Stephen Jones blasts Medibank Private sale

Throsby MP Stephen Jones has condemned the government's decision to sell off Medibank Private, claiming the move will divert up to $500 million in annual dividends from the public purse.

Mr Jones, the opposition assistant spokesman for health, said the sale would cause health insurance premiums to rise across the board and questioned what it would mean for Wollongong-based insurer ahm, which was acquired by Medibank Private in 2009.

Mr Jones said the sale was a bad decision, following the biggest increase to health insurance premiums - 6 per cent - recently approved by the government.

"This will rob the budget bottom line of between $350-500 million dollars per annum, because that's the dividend that Medibank pays the government each year," Mr Jones said.

Throsby MP Stephen Jones.

Throsby MP Stephen Jones.

"And it will impact on the premiums of people paying for private health insurance.

"Expect another big whack. As the biggest insurer in the market - with over 30 per cent of market share - what Medibank does; others will follow."

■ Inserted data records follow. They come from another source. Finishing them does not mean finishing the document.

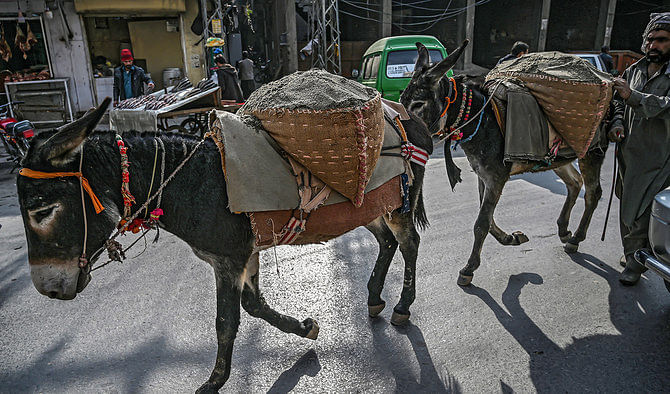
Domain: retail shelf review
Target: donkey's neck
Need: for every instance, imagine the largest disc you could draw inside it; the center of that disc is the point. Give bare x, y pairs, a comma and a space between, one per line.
194, 202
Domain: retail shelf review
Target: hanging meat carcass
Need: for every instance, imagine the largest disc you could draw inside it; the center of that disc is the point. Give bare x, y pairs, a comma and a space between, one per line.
5, 50
31, 39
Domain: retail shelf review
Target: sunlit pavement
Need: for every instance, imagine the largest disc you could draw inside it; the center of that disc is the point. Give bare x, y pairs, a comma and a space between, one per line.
535, 318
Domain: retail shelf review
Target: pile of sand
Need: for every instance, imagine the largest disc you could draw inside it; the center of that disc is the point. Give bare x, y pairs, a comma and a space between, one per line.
313, 89
551, 64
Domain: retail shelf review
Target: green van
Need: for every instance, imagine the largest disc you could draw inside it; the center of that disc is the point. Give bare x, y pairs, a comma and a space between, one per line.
388, 64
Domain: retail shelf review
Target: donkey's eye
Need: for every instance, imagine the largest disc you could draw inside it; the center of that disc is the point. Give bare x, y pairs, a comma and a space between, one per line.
416, 106
42, 213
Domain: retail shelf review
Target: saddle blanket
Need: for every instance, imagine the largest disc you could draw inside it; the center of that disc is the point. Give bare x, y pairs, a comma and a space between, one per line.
259, 179
327, 222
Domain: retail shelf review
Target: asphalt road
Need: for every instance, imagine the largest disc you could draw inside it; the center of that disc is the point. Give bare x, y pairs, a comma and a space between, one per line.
535, 318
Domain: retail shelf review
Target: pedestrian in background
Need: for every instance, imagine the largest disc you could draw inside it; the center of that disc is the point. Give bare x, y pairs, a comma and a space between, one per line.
519, 49
607, 59
245, 68
129, 79
643, 105
227, 78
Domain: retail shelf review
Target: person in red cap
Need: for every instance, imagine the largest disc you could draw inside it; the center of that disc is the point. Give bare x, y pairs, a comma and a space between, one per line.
129, 78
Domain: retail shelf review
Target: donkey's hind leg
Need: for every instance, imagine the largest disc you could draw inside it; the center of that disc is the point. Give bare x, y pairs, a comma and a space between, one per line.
402, 226
255, 305
482, 227
516, 238
573, 182
590, 167
387, 247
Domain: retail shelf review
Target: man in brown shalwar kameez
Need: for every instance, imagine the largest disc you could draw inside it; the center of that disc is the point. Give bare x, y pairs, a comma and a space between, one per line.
643, 105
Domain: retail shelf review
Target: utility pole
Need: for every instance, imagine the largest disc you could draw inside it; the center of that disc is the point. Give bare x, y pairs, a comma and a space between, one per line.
387, 14
291, 45
469, 33
324, 34
544, 24
286, 35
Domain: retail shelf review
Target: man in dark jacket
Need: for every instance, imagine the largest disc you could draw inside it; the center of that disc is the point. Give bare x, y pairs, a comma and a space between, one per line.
606, 58
228, 82
643, 105
129, 79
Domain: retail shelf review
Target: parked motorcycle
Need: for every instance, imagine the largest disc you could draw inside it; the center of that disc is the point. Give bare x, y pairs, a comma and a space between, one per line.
15, 135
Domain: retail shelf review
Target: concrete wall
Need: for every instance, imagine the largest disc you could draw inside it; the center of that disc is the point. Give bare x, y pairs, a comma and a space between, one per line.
573, 25
162, 51
66, 54
497, 28
194, 54
107, 42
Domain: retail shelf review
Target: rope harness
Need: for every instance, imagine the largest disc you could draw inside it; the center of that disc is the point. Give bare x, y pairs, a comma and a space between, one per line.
464, 114
128, 222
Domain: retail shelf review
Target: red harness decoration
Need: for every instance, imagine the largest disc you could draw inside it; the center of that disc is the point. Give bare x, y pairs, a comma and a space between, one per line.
128, 199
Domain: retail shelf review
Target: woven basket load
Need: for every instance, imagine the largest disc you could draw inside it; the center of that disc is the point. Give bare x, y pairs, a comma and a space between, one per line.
331, 125
573, 94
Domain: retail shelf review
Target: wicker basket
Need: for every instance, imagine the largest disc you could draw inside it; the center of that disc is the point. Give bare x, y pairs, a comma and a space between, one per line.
339, 146
575, 108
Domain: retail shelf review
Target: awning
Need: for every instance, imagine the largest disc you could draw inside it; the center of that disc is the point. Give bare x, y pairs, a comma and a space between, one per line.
125, 7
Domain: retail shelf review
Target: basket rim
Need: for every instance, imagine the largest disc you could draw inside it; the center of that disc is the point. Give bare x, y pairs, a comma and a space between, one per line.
273, 110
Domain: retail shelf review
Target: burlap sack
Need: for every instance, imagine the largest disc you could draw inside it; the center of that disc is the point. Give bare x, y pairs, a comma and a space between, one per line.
573, 94
329, 221
340, 146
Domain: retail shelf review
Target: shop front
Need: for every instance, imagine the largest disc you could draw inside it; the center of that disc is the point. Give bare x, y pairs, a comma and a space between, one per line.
151, 30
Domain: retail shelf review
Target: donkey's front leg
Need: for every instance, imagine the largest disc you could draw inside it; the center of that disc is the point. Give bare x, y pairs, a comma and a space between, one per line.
387, 247
481, 229
573, 182
590, 167
516, 238
402, 226
227, 322
254, 303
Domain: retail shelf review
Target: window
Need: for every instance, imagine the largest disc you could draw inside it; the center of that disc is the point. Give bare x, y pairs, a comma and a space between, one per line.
375, 66
400, 64
371, 67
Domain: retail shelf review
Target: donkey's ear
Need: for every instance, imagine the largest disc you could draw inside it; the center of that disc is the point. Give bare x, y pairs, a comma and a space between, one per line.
437, 71
64, 143
423, 61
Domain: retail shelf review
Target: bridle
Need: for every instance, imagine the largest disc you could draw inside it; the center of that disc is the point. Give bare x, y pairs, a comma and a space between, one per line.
115, 251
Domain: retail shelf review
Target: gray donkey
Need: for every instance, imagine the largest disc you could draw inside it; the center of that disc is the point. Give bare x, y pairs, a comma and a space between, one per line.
61, 222
483, 143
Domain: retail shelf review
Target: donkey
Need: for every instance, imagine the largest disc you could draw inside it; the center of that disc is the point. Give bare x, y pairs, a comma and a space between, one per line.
483, 143
61, 222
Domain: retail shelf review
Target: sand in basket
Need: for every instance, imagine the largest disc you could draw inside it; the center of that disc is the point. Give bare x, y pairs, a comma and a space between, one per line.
332, 125
573, 94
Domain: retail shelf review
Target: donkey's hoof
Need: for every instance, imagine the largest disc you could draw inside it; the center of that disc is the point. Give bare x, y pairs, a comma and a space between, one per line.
314, 332
565, 238
570, 247
375, 310
207, 388
464, 280
398, 319
519, 238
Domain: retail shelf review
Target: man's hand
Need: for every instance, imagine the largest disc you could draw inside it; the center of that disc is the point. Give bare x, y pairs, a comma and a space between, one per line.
616, 131
621, 86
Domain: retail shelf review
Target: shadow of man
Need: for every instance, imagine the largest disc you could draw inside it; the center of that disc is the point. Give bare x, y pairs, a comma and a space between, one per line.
638, 360
395, 356
308, 365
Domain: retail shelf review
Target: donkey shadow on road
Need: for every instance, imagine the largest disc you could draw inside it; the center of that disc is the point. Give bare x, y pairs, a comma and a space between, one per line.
392, 354
638, 357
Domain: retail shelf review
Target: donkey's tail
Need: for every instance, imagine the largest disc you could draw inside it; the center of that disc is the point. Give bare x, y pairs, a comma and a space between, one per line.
420, 218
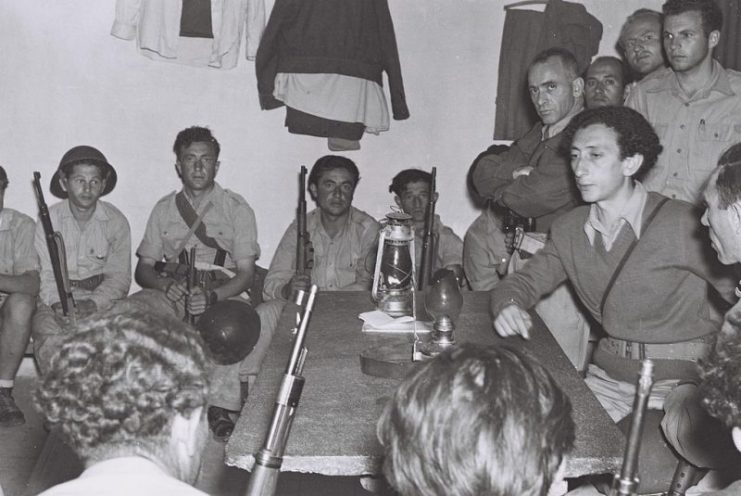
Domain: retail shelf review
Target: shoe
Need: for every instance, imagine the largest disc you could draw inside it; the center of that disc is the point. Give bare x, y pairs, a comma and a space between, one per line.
220, 423
10, 414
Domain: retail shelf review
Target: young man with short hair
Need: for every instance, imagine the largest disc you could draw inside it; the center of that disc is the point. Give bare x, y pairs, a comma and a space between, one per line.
343, 238
220, 226
604, 82
695, 107
640, 43
19, 286
411, 189
476, 420
97, 242
636, 263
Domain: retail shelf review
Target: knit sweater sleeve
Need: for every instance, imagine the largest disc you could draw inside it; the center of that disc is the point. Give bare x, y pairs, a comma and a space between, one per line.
540, 276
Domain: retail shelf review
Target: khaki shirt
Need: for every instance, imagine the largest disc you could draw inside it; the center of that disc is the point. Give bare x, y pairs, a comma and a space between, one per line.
346, 259
694, 131
230, 221
102, 247
17, 253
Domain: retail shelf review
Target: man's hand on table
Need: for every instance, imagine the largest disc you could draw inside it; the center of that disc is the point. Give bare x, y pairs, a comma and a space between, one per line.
513, 320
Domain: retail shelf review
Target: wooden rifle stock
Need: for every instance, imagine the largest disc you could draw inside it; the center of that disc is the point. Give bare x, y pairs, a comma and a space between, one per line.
302, 235
626, 483
191, 282
57, 255
428, 242
268, 460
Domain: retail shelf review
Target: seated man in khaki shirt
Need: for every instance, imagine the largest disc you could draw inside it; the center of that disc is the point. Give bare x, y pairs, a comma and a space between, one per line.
343, 238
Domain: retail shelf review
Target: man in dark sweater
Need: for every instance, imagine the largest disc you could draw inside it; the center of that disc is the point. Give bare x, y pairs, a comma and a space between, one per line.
658, 306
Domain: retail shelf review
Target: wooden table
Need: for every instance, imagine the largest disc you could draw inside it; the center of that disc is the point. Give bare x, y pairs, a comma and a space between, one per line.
334, 431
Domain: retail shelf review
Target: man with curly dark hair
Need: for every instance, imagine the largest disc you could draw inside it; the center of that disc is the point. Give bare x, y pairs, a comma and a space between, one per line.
636, 262
695, 105
493, 421
128, 393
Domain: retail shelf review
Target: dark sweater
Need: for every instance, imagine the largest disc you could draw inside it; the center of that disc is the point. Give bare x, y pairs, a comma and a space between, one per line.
661, 296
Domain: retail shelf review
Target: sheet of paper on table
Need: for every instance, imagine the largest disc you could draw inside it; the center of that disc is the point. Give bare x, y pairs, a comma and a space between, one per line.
377, 321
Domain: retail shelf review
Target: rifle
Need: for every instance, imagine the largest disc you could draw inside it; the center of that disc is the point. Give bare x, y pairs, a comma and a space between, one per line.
626, 483
191, 281
269, 459
302, 235
428, 242
57, 254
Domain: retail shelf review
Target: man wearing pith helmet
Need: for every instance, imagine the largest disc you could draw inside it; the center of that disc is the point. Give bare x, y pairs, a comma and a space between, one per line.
97, 242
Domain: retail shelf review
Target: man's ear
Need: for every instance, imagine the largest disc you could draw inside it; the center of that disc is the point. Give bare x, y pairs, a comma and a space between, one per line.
632, 164
736, 436
735, 211
714, 38
63, 182
577, 87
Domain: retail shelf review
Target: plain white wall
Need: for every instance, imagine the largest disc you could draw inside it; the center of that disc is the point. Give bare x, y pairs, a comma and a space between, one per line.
66, 81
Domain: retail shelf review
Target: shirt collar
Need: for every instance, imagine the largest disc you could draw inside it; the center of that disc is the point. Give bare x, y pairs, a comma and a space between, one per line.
99, 214
632, 213
719, 80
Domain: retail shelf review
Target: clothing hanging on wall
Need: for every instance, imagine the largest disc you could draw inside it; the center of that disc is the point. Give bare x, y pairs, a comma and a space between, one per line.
728, 51
526, 33
325, 61
178, 30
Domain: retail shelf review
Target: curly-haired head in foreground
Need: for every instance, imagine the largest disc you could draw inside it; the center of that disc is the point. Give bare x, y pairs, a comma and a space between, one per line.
476, 421
119, 383
635, 135
720, 389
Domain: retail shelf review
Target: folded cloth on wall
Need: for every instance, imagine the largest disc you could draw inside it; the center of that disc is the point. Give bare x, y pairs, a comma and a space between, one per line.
305, 43
157, 29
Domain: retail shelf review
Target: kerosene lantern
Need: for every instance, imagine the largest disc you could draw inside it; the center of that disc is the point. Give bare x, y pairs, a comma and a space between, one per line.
393, 278
443, 301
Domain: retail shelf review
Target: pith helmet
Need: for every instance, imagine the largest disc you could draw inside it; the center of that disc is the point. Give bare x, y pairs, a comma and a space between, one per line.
83, 154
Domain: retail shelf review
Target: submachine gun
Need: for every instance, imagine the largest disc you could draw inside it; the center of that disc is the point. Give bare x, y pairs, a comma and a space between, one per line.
626, 483
428, 241
302, 235
268, 460
57, 253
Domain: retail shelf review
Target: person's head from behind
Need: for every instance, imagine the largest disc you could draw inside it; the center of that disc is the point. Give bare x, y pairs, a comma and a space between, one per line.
722, 197
604, 83
197, 158
475, 421
554, 84
608, 147
641, 41
411, 189
332, 183
720, 389
130, 383
691, 31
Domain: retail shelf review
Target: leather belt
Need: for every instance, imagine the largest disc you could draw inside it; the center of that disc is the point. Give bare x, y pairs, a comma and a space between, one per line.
89, 283
686, 350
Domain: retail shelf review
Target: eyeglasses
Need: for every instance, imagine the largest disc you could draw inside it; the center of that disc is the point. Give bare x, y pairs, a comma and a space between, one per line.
642, 40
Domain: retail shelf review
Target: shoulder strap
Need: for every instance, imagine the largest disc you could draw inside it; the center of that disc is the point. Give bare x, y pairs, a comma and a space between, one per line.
621, 264
195, 222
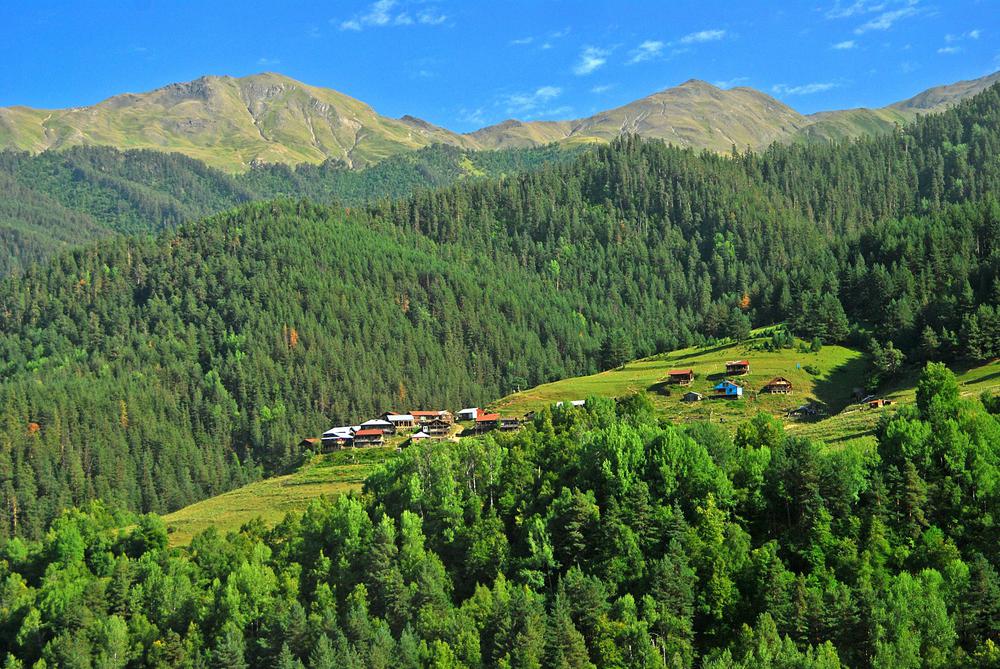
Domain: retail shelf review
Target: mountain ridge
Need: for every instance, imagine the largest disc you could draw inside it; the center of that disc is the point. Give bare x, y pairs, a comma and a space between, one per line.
235, 122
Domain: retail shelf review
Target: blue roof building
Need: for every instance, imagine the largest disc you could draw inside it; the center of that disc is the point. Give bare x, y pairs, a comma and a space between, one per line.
728, 389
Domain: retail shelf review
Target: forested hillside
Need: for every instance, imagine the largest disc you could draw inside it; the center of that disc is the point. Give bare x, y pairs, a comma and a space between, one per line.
59, 199
595, 537
153, 372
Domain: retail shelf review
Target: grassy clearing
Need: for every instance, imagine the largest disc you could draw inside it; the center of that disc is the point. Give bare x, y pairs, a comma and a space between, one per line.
858, 423
840, 370
270, 499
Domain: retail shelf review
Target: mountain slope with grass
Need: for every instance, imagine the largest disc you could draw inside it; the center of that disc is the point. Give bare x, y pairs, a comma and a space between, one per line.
234, 123
229, 123
155, 372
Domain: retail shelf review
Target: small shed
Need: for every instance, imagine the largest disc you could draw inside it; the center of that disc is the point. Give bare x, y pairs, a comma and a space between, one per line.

Mr Jones said the sale would mean uncertainty for ahm, which "should remain part of Medibank and should remain headquartered in Wollongong".

Mikala Hehir, head of external affairs at ahm, said the insurer would keep its members and employees informed about the Medibank privatisation process as it unfolded.

"For ahm members and employees, there is no change," she said.

"Regardless of who owns Medibank, we are focused on delivering our customers excellent value and service, and growing the business. This won't change. It's business as usual for us, and there is still a long way to go."

On Thursday, Finance Minister Mathias Cormann defended the government's decision to sell the insurer and hit back at Labor's claims of a valuable revenue stream lost.

The proposition that the Commonwealth would be able to draw half a billion dollars in dividends a year was "ridiculous", he said.

Opposition health spokeswoman Catherine King admitted there was little the opposition could do to block the sale, with laws passed in 2006 allowing the government to sell the insurer without parliamentary approval.

"What they need to do is guarantee that premiums will not rise as a result of this decision," she said.

As the main parties fought over the proposed sale of Medibank Private, Greens health spokesman Richard Di Natale introduced a private member's bill to Parliament that aims to prevent private insurers from providing GP cover.

Along with other insurers, Medibank Private wants to offer coverage for GP services - a proposal the senator says would see health insurance premiums "skyrocket".

Private insurance of GP visits would "mark the end of Medicare as we know it", he said.